France and the hijab: The problem is France

By Iram Yousuf 

Earlier this morning the French Senate passed an amendment that would make it illegal for girls to wear the headscarf worn by Muslim women. While the measure is likely to fail when it is up for debate in the National Assembly, it has focussed attention on France’s continued oppression of the other in the name of civilisation. 

The problem, quite frankly, is France. The same France that tested nuclear bombs on the Atoll of Mururo from 1966 to 1996, and prior to that tested them in the Algerian Sahara. The same France responsible for the Sétif and Guelma massacres. The same France that purports the neo colonial tax that it imposes on 14 African countries is a safety mechanism to prevent price inflation. And while this may seem like an ideal solution, it is an affront to the sovereignty of these countries.

And while one may argue that the France of today is not the France of Charles de Gaulle, with an increase in the black population, one need only take a peek into the role of identity in the state’s politics to realise that it is, in fact, much worse. Because the France of today is quite adept at pretense.

Despite having a 2008 estimate in the New York Times putting the number of black people in France at somewhere between 3 and 5 million people- many with North African origins, chiefly from Algeria, Tunisia, and Morocco- racism is well and rife in France. This is illustrated through France’s own police brutality towards its black population. In October 2005, Bouna Traoré and Zyed Benna were two Black and Arab teenagers who died as a consequence of being illegitimately chased by the police in Clichy-sous-Bois. Justice, being the foundation of this so-called great state seemed to missing when after 4 years, the death of Traoré due to asphyxiation after undue police was deemed inconclusive. Following their deaths, Sarkozy (Minister of Interior at the time) called for a state of emergency, whilst police forces were directed towards black dominated neighbourhoods, and repression was focused on the youth. Neighbourhoods that have been developed and gentrified for the past 35 years for the sole purpose of serving as a colonial continuum. These perpetuate the inequality between the white upper/middle class in the city, the racialized Others, and amplify the discrepancies in the relationships with the police, architecture, and service. The 2020 Black Lives Matter protests in the U.S that were echoes in France reflect this. 

The racist behaviour of the state further manifests as Islamophobia. In 2015, President Hollande declared a state of emergency after the Paris attacks, that resulted in raids of thousands of Muslim-owned homes, offices, restaurants and mosques, as well as hundreds of house arrests. These attacks however, are not placed in context and are not inclusive of the larger picture – the French state is a terror on its own. Much of the French government has permanently  engaged in aggressive racist rhetoric and France still maintains its colonizer habits. Habits that one can get away with, due to white privilege- rampant and unacknowledged in France, as it shys away from the wrongs it is responsible for  whilst decrying the systemic problems that it now faces.

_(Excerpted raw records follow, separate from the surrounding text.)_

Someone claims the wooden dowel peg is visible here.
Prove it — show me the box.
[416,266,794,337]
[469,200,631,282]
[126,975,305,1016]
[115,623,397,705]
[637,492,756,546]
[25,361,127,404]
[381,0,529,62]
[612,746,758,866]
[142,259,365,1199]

Indeed, France’s only concern has been in trying to universalise its notion of civilization. Macron’s comments: “The challenge of Africa is completely different, it is much deeper. It is civilizational today. Failing states, complex democratic transitions, the demographic transition… One of the essential challenges of Africa … is that in some countries today seven or eight children [are] born to each woman.” His statements somewhat echoing in what can be considered a more elegant manner those of his fellow statesman in 1884 who stated that, “The higher races have a right over the lower races, they have a duty to civilize the inferior races.” France’s “mission civilisatrice” or “civilizing mission,” was at the core of French colonial ideology. This can even be read as being synonymous with Macrons claims to “reform Islam,” where reform is another word for civilize.

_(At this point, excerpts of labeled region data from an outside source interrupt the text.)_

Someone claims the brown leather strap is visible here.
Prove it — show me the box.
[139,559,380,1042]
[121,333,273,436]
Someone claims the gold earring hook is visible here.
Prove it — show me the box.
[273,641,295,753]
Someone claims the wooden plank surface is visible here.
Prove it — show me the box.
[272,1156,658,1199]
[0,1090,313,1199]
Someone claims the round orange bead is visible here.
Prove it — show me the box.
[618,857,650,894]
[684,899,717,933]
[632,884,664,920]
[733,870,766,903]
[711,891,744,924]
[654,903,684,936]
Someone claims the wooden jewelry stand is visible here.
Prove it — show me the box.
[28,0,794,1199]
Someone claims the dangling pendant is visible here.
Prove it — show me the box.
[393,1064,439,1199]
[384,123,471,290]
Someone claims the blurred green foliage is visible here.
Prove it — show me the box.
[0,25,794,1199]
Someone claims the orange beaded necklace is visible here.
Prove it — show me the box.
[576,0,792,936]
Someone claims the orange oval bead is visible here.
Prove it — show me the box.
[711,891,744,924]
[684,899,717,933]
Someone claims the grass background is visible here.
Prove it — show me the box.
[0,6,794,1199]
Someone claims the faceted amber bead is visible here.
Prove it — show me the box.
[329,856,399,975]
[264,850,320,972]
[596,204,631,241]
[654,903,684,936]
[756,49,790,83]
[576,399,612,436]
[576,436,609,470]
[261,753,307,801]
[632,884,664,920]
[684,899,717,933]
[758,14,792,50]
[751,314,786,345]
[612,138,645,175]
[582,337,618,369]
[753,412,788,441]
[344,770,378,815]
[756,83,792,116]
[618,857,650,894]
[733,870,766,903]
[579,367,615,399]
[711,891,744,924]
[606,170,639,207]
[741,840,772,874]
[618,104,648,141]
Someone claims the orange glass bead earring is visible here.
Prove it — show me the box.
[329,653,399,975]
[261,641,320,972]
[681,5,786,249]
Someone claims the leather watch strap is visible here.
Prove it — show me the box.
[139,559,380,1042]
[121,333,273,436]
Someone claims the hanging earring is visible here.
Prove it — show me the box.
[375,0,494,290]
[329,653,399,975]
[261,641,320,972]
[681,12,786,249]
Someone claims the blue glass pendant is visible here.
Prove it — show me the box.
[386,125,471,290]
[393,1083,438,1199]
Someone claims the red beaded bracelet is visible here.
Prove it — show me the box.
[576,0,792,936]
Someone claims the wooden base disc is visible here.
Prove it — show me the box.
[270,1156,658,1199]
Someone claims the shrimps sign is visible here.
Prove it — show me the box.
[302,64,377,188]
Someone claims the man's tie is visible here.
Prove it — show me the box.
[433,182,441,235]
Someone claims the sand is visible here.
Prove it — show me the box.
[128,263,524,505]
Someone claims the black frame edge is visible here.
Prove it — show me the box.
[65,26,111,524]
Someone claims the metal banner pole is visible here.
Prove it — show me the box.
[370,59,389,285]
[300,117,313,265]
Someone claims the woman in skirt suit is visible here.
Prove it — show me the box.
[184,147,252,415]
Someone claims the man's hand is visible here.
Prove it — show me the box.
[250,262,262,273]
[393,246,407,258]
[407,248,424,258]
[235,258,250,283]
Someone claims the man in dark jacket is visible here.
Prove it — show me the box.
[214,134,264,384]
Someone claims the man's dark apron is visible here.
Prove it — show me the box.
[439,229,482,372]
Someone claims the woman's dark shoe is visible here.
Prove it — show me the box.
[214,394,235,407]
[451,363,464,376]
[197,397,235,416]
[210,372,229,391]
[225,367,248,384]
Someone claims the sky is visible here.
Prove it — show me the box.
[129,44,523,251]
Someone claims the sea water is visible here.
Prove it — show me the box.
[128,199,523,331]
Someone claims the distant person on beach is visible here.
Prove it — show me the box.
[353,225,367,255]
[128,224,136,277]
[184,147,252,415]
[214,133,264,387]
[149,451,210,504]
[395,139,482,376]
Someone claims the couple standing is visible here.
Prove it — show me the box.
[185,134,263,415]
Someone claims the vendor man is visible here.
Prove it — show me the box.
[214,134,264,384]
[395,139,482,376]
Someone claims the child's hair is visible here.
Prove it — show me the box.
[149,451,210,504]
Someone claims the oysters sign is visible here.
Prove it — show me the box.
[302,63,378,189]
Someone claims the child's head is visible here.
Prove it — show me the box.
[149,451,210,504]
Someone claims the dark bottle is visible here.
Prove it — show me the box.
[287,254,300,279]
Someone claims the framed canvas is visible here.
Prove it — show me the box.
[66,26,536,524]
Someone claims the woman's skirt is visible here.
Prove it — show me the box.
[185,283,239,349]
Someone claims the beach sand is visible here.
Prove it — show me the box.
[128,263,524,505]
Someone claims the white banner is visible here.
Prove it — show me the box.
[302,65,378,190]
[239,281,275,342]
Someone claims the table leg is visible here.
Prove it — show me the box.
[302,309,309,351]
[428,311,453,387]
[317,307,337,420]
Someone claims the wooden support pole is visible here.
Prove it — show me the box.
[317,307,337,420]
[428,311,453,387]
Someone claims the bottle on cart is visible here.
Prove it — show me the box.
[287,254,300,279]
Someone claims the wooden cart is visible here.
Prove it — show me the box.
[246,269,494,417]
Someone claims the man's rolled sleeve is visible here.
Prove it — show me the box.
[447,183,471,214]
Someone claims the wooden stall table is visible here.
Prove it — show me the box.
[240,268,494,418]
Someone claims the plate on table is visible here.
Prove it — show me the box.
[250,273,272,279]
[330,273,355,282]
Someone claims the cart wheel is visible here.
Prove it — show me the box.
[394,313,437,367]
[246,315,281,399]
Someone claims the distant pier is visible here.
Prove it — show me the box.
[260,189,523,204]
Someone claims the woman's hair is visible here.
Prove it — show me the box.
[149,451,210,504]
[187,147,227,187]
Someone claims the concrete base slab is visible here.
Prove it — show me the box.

In its attempts to civilise the Muslim woman, France has imposed its niqab  ban, and now its moves to pass a bill to ban the hijab on those under 18 years of age, and mothers who wear the hijab from accompanying their children. The bill called for a “prohibition in the public space of any conspicuous religious sign by minors and of any dress or clothing which would signify inferiority of women over men.” The bill serves as a mass erasure of the Muslim woman- who publicly identifies herself as Muslim- from space. While there are instances of men abusing the concept of hijab, the bill fails to recognise what the hijab means to Muslim women themselves who elect to wear it. Nor does the bill propose ways to counter the other ways in which inferiority of women over men has presented itself in society. The mass hyper sexualisation of young girls and women, public sexual harassment, sexist insult, GBV, femicide, and rape. Migrant women in France, as well as refugee women often suffer harassment at the hands of French officials. To claim itself a feminist symbol is truly a ludicrous claim in and of itself, when feminism, much like France’s problems illustrated in this article, is inter-sectional.

No, France is an extremism on its own- liberal extremism. But you’ll forgive me if without my romanticized accent I’d have you read that as a new fascism.

Iram Yousuf is a PhD candidate in Legal Philosophy at the University of Pretoria, and a Mellon Foundation scholar.

The views expressed in this article are the author’s own and do not necessarily reflect The Daily Vox’s editorial policy.